Mes premiers levers de soleil furent lors de la procession des Croix, que mon village entreprenait collectivement tous les derniers dimanche de Mai. Curieusement, ce n'était pas vraiment une fête religieuse, autant que le souvenir civique d'un prêcheur de génie ayant visité le village au quatorzième siècle : Bernardino da Siena.
Vraie ou fausse visite, je ne sais, mais ce saint frère prêcheur trouve encore beaucoup de dévots dans les montagnes piémontaises, lombardes, et du Tessin. Il avait, paraît-il, un côté laïque et novateur pour son temps, donnant autant de guides pratiques sur la conduite des affaires que de preceptes moraux pour vivre une bonne vie. L'au-delà viendrait après. Il est frappant comme mon village et les communes avoisinantes s'enflammèrent pour la Réforme deux siècles plus tard, à l'instar du proche Tyrol, avant de se faire massacrer dans un épisode méconnu des Guerres de Religion.

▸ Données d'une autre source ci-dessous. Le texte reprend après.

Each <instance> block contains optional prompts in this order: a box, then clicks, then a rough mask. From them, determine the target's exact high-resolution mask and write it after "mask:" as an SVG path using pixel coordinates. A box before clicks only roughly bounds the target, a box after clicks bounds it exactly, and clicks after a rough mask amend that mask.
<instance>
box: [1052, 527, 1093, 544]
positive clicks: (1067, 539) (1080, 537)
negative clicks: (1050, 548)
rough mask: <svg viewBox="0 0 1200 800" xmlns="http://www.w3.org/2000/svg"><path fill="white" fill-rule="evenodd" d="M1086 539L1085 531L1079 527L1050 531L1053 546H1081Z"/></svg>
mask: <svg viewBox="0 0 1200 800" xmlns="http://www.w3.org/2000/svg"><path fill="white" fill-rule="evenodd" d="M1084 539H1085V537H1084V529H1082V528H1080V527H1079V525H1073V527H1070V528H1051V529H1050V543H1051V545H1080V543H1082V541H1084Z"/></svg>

Pour moi, la procession était avant tout le départ à quatre heures du matin de la place de l'église, dans le noir, pour trouver les premières traces de l'aurore rose à Sainte Marie de Ligone, un hameau en hauteur où la messe était dite dans la jolie petite église de la Contreréforme.
En arrivant, le "Don" disait ses litanies en latin dont je ne comprenais pas grand' chose, sauf vaguement cette invocation à la Stella Matutina qui, par magie, était prononcée au moment même où la belle et blanche Vénus accompagnait le Soleil au-dessus des reliefs alpins.